UTFW is the product of a vision held by Creative Director Dejanée Mikylah Bowles, a second-year student at the University of Toronto, as well as the hard work of her nine-person executive team. UTFW was designed to be a social enterprise that promotes awareness of important causes in the community, while also fostering entrepreneurial skills for grassroots designers within the Canadian fashion industry. In line with this vision, UTFW’s closing show was the capstone to other events and workshops held earlier in the week.

Speaking to her own creative passions as a musician, poet, and YouTube videographer, Bowles told The Varsity, “I would say that my favourite part in preparing for this event was being able to work with all the different creatives… Just being able to meet other people like myself and do something this grand and bring it all together was really beautiful.”

It’s not easy to spark a movement, especially given that UTFW was in its first year. Bowles acknowledged some of the logistical challenges that her team experienced trying to pave the way for a new initiative on campus. Nevertheless, with all tickets sold out for a runway space accommodating roughly 200 audience members, it was clear from the series’ grand finale that UTFW’s inaugural year was a resounding success.

The first half of the fashion show opened with a star-studded street style lineup.
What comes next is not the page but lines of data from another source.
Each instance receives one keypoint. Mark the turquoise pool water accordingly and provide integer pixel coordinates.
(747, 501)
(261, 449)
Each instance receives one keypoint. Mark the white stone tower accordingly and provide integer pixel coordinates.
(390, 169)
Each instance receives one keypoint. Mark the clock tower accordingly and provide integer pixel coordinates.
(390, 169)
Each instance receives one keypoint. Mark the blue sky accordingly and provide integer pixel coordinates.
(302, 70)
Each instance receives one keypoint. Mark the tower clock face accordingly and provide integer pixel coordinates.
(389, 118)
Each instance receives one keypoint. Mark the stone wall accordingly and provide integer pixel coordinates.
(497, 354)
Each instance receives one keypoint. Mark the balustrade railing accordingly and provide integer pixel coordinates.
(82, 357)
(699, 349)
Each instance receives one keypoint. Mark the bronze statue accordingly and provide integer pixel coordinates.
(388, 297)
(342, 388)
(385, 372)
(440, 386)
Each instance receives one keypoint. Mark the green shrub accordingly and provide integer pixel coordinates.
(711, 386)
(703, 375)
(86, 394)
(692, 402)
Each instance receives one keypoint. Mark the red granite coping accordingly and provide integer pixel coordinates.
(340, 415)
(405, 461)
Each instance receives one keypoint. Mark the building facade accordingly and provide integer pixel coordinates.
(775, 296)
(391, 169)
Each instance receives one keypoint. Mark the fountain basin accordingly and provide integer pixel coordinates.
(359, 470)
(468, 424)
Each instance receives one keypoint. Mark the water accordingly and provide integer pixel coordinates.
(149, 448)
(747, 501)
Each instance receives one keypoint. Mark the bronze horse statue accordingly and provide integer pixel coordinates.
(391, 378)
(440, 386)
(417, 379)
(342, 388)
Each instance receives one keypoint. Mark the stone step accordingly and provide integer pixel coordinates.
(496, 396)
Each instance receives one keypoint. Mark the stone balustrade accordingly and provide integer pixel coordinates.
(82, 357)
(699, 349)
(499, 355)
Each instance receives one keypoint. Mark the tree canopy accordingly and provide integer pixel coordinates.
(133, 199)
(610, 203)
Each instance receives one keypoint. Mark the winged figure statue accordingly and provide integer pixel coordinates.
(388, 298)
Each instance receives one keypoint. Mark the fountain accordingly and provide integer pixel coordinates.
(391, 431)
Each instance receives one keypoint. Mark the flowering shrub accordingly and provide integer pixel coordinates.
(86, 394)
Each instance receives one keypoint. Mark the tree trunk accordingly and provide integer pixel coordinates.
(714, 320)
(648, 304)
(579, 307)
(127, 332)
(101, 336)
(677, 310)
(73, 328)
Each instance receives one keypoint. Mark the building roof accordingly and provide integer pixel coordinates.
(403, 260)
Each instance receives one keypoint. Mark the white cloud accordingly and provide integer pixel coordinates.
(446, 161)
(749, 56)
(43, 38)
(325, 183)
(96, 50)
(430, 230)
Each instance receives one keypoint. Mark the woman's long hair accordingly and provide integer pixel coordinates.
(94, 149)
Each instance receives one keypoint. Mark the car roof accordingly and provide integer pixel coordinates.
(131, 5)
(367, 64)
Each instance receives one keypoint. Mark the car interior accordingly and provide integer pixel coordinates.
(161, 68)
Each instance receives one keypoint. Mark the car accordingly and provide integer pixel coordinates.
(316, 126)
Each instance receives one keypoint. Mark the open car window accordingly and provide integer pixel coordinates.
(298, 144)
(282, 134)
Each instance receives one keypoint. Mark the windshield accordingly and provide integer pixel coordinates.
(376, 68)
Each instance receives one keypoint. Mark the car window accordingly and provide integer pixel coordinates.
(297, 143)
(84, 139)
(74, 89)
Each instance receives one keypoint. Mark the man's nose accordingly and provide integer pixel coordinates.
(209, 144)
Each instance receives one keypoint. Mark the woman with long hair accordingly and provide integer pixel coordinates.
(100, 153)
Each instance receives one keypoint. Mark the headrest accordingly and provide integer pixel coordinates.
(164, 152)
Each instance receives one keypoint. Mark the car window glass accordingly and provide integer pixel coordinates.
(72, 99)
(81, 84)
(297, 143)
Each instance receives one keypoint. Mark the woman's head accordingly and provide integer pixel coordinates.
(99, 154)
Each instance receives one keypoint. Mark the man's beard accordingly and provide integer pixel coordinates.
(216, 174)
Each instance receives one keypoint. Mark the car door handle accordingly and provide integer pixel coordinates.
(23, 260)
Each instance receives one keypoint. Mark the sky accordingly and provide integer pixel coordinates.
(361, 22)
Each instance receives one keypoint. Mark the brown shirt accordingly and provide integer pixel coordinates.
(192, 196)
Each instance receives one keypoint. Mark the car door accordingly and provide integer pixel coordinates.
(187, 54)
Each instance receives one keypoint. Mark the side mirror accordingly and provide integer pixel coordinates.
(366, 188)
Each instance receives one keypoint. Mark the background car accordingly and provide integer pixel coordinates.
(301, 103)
The shredded pieces and safety pins that adorned garments in the LFNT collection brought new meaning to the evolution of denim, 2036 presented a unique take on military-inspired wear, and Steezy Fresh showcased a series of structured bomber jackets and tees printed with their signature logo.
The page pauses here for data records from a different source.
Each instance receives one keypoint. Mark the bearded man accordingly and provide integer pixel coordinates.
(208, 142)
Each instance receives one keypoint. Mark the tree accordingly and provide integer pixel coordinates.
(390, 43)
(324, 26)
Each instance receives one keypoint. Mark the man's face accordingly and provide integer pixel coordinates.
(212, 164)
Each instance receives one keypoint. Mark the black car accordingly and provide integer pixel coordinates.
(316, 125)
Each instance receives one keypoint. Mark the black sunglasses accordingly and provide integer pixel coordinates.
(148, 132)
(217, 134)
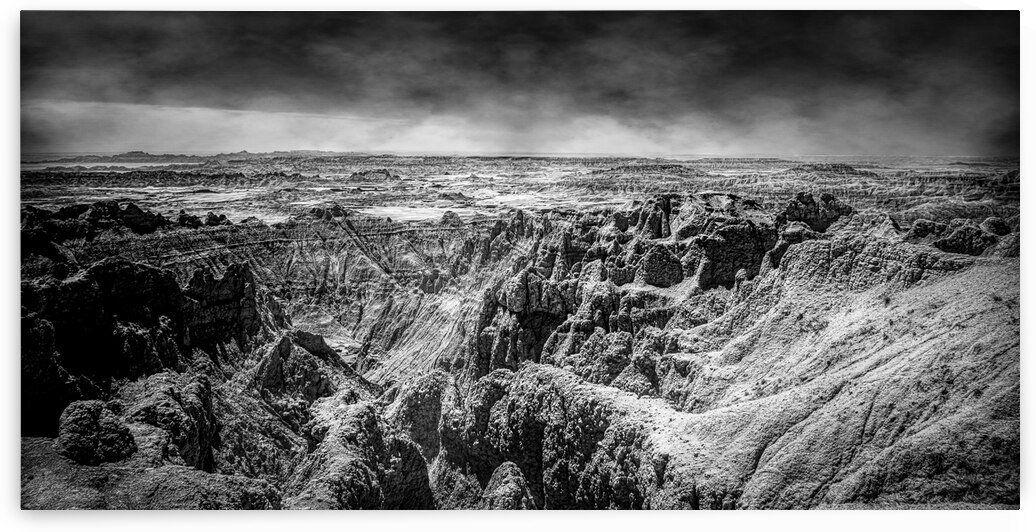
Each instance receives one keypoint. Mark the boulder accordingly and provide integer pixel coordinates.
(89, 433)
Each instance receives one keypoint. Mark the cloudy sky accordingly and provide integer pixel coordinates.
(623, 83)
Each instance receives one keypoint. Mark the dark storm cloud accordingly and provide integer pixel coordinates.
(665, 82)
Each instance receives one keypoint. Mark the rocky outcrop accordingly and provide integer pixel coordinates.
(89, 433)
(818, 215)
(507, 490)
(660, 268)
(683, 352)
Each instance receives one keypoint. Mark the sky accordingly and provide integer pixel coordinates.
(648, 83)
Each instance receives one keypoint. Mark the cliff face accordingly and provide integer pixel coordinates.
(685, 352)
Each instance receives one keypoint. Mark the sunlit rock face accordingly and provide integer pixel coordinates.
(511, 346)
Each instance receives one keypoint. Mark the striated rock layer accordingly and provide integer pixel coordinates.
(700, 351)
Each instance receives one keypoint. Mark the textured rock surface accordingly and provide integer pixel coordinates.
(89, 433)
(700, 351)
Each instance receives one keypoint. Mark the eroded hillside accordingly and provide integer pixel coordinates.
(678, 350)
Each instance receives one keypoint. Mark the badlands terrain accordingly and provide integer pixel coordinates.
(320, 330)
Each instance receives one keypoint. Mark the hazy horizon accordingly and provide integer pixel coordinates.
(922, 83)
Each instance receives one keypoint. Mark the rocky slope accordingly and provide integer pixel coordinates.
(687, 351)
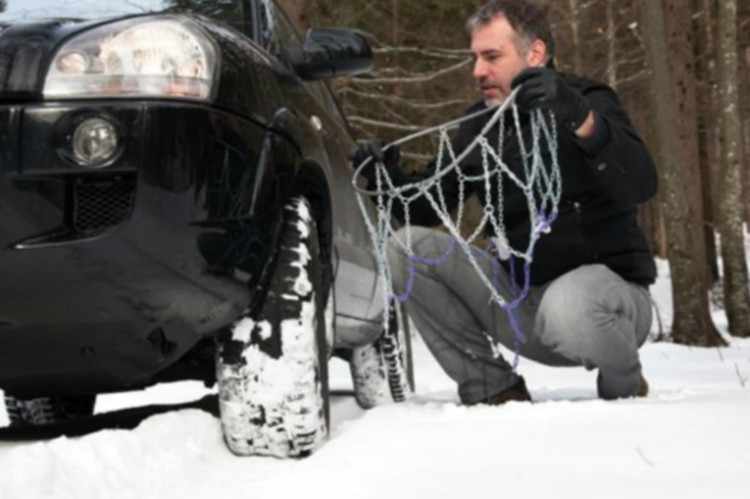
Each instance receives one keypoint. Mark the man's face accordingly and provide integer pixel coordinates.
(497, 59)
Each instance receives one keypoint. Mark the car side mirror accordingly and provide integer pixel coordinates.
(330, 52)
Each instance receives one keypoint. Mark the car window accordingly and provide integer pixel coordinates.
(232, 12)
(276, 30)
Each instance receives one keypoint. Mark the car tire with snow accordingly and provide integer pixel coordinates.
(383, 371)
(272, 366)
(48, 410)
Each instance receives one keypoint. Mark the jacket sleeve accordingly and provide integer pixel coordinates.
(615, 153)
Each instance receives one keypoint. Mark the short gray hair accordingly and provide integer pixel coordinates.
(526, 18)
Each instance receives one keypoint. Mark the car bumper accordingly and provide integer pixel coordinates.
(111, 274)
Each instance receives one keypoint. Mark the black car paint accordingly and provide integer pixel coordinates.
(209, 182)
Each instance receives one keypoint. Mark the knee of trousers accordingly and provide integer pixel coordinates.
(423, 241)
(589, 316)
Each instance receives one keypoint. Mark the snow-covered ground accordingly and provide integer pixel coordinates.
(688, 439)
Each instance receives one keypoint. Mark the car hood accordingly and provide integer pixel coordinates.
(26, 50)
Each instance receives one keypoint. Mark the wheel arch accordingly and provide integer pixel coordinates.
(311, 182)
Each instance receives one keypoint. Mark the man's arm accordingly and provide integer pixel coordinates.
(616, 154)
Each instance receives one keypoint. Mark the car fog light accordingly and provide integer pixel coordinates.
(94, 142)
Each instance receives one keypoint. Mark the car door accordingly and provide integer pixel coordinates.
(356, 285)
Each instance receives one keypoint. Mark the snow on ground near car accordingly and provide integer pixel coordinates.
(688, 439)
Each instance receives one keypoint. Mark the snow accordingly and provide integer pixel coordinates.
(688, 439)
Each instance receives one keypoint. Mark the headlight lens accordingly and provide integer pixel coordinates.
(135, 58)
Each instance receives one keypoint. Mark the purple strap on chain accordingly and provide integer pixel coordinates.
(519, 338)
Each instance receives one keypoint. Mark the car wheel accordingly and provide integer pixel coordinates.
(383, 371)
(48, 410)
(272, 366)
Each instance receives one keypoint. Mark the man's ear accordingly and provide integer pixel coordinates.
(537, 54)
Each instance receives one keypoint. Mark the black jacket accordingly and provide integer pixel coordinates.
(604, 179)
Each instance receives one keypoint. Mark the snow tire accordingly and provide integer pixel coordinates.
(383, 371)
(272, 366)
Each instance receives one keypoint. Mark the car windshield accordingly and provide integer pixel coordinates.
(228, 11)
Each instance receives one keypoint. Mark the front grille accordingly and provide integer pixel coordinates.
(101, 204)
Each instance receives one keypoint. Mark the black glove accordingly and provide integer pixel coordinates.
(544, 88)
(390, 158)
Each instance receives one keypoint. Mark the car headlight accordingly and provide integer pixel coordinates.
(135, 58)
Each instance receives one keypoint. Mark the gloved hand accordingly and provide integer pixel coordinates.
(544, 88)
(390, 158)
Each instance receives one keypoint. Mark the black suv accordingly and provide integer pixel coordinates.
(176, 203)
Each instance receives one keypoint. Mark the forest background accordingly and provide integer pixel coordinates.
(682, 71)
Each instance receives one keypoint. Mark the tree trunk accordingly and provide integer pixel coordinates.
(692, 321)
(736, 296)
(704, 51)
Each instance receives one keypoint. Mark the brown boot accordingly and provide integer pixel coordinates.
(642, 388)
(517, 392)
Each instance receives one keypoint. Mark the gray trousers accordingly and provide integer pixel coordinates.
(588, 317)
Post-intermission, the runway was overtaken by a mix of casual and luxe sportswear, featuring collections from the likes of AT, 6SIDE, and NIKE. Noname wowed the crowd with a striking collection of custom hand-painted sweatshirts in striking neon tones, while bright prints and funky jewelry by Tantalization provided the perfect transition into the show’s high fashion portion. The show closed with an abstract black-and-white collection courtesy of Faces by Celia, a stunning evening gown set by Ekaj, and a sassy collection of fur and and leather outerwear by M.A SKINZ.

UTFW’s engaging fashion lineup was complemented by a stunning belly dancing set from the Diva Diverse Professional Dance Company, as well as a duo performance of “Why Lie” by Romeyo Wilson. Also encouraging was UTFW’s commitment to charitable change: this year’s show donated proceeds to After Breast Cancer, an organization that provides help to survivors during recovery from their illness.

The organizers’ efforts to promote diversity and inclusion within the show’s lineup were evidenced both by the range of collections featured and by their nods to the connection between fashion and community-building. Overall, the range of UTFW’s show made a resounding impact that will hopefully propel the initiative forward for years to come.

“U of T is a school filled with talent — smart people, educated people,” said Bowles. “We need to see the intersectionality of those different things, and we need to embrace it… [We need to] have times where we can just enjoy ourselves and be happy and be around other people that are like ourselves.”